WILL WILLIMON published his first novel, Incorporation (Cascade), and Thank God It’s Thursday: At the Table with Jesus (Abingdon). He delivered lectures at Hope College, Western Seminary, and pastors’ schools in Virginia, Pennsylvania, and Canada. He also conducted seminars on his recent book Bishop: The Art of Questioning Authority by an Authority in Question (Abingdon), meeting with national leaders of the African Methodist Episcopal, Salvation Army, Wesleyan, and African Methodist Episcopal Zion churches.

BRITTANY WILSON published essays on the history of interpretation of Mary the mother of Jesus and of Mary Magdalene in the Women’s Bible Commentary, 3rd ed. (Westminster John Knox), and was invited to speak on a panel honoring the commentary’s 20th anniversary at a Society of Biblical Literature regional meeting in Greenville, S.C., in March. In the fall she delivered a response to Douglas Campbell’s “Rereading Romans 1–3” at the conference “Beyond Old and New Perspectives on Paul” held at Duke Divinity School in November and also lectured on Mary at Coker United Methodist Church in San Antonio, Texas.

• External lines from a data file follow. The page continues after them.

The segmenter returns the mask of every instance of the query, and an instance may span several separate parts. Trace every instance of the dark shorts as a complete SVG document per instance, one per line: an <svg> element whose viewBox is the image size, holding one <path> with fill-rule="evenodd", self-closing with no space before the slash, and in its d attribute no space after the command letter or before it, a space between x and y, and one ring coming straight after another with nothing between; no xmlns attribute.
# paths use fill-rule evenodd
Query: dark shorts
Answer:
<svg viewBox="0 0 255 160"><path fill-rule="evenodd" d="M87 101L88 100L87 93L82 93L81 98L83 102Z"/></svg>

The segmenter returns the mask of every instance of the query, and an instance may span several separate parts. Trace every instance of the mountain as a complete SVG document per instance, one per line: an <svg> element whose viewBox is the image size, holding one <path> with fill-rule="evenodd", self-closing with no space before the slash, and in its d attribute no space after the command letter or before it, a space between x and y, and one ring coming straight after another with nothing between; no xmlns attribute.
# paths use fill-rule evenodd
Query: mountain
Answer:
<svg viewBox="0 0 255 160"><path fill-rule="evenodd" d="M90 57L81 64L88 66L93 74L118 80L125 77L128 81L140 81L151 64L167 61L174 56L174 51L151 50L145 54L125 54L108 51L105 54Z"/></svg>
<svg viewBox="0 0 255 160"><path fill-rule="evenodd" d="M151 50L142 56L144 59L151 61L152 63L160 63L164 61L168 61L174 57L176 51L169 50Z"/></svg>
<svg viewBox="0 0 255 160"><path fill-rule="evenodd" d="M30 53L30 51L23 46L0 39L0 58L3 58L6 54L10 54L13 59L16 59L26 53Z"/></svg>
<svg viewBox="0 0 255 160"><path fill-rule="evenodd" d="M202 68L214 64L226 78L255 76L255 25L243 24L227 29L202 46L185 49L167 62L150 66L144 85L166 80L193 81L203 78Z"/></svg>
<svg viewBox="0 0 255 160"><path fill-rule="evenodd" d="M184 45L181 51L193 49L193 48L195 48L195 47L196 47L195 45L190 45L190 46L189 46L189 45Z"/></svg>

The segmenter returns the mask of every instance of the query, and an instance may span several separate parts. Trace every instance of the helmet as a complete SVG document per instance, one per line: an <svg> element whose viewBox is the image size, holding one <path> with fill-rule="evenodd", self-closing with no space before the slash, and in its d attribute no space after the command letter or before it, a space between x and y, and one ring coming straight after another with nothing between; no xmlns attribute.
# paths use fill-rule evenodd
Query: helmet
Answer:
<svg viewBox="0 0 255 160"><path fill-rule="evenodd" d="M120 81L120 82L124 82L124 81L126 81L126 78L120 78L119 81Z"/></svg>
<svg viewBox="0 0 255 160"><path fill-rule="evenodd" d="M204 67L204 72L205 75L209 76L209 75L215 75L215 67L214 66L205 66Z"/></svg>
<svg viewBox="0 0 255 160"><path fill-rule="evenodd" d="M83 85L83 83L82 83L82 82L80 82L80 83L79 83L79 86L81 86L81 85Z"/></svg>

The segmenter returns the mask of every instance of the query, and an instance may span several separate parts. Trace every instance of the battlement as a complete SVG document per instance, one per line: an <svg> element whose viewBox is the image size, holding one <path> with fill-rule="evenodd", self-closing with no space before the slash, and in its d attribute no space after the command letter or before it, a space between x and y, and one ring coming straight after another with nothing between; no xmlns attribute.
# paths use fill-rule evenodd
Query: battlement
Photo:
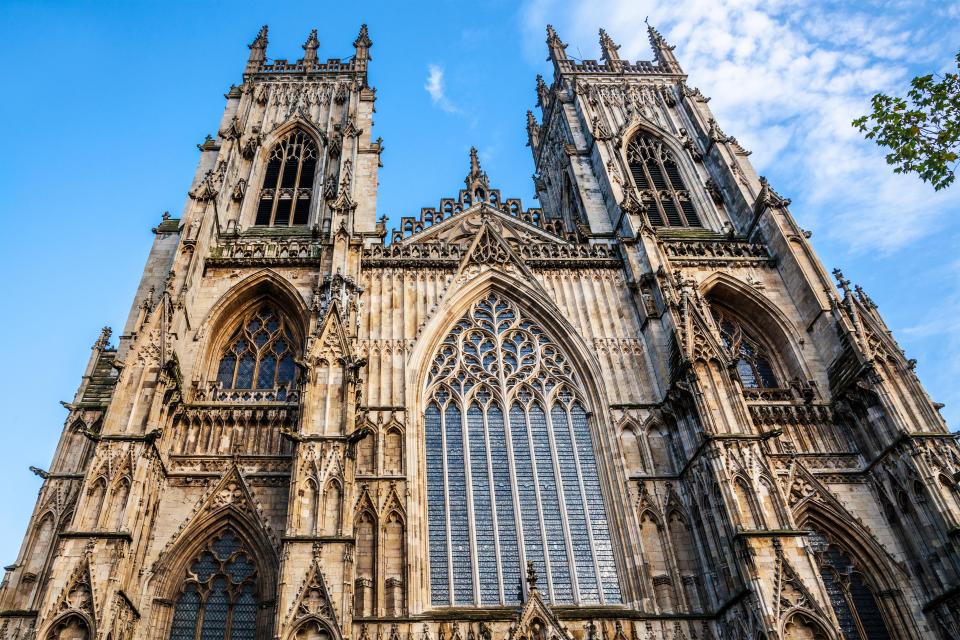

NORMAN WIRZBA published “Agrarian Ecotheology” in Theology (116.1, 2013) and “The Art of Creaturely Life: A Question of Human Propriety” in Pro Ecclesia (22.1, 2013). He led retreats on food and faith in Asheville, N.C. (Oct. 13); at Watts Street Baptist Church in Durham, N.C. (Nov. 10); and at Laity Lodge in Kerrville, Texas (Nov. 15–18). He was the Praxis Speaker at Houghton College on Jan. 25 and presented “Dramas of Love and Dirt: Soil and the Salvation of the World” at the National Cathedral in Washington, D.C., on Feb. 19. He delivered keynote addresses at the annual Rural Ministry Conference at Wartburg Theological Seminary on March 4 and on both days of the Food Ethics Conference hosted by Ecumenical Ministries of Oregon (March 15–16). Following talks at the Duke Endowment (March 21) and Furman University (March 22), he presented at the “From Unsettling to Resettling” conference hosted by the Berry Center in Kentucky. On April 13 he spoke at the Veritas Forum at N.C. State University, and April 17–18 he presented “Idolizing Nature” and “Seeing Creation”—under the title “The Human Place in the World”— as the annual Jellema Lectures at Calvin College.